Grinderman 2 builds on that mission, with Cave and crew at their most brazen and badass. The main motivator behind these songs remains thwarted desire, and brashly lewd is still the band’s default setting. The quartet work to make 2 sound as wantonly delirious as possible, like cock rock warped and twisted by too much pent-up lust.
Unbidden by the Bad Seeds’ sophistications, Cave toys with taboos and subverts typical machismo. On “Heathen Child,” he praises a young woman who savagery makes her all the more desirable, playing with and ultimately parodying the dark obsession with the Other. And throughout 2, he continually self-flagellates, as if self-deprecation might be the ultimate aphrodisiac. On “Worm Tamer,” he sings this line with gleeful self-loathing: “My baby calls me the Loch Ness Monster, two great big humps and then I’m gone.”

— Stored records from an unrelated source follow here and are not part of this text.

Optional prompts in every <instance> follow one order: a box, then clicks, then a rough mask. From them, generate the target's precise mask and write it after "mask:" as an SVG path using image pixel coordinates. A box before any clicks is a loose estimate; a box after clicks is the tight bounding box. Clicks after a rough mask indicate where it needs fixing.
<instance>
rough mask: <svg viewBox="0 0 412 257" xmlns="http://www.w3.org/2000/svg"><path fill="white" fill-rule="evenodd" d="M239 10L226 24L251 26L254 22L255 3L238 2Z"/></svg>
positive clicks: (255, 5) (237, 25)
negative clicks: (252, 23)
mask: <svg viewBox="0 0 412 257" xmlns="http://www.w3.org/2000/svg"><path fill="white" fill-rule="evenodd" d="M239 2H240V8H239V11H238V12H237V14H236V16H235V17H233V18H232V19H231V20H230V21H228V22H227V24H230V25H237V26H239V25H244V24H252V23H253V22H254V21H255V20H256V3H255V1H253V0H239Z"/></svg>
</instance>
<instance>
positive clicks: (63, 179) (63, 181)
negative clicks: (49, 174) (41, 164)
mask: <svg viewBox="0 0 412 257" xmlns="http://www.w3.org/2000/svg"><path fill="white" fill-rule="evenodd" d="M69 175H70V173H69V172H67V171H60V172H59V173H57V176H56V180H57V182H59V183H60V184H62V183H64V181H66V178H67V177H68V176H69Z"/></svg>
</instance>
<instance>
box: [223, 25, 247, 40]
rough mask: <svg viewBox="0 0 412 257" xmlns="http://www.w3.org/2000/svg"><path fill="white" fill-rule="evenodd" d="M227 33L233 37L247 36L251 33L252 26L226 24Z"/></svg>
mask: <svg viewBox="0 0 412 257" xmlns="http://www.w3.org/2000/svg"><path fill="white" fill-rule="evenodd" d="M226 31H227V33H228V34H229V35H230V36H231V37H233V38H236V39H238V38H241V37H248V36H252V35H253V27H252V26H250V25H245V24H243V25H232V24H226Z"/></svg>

As ever, Cave is as witty as he is lascivious, as if sexual dissatisfaction actually hones the mind rather than muddies it. He’s a sharp lyricist, even if he delivers those words in a hoary gnarl. “Mickey Mouse and the Goodbye Man” lambasts the current vampire craze by channeling all the malevolence and craving possible, and Cave makes a chorus of counting down hotel floors with all the tension of an action sequence.
As brash as they may be, Grinderman still manage to contrast the rowdier conflagrations with softer, quieter moments like “What I Know” and the first part of “When My Baby Comes,” which thrum with deviant insecurities and half-whispered come-ons. And the backing ooohs on “Palaces of Montezuma” make a deceptively soft backdrop for Cave’s twisted take on twentieth-century pop culture, as if he’s burning Billy Joel’s “We Didn’t Start the Fire” at the stake. Despite such niceties, 2 is obviously not for the faint of heart or the weak of spirit, but for the dirty of mind and unsound of body.
In Grinderman’s back-alley world, that’s just about everybody.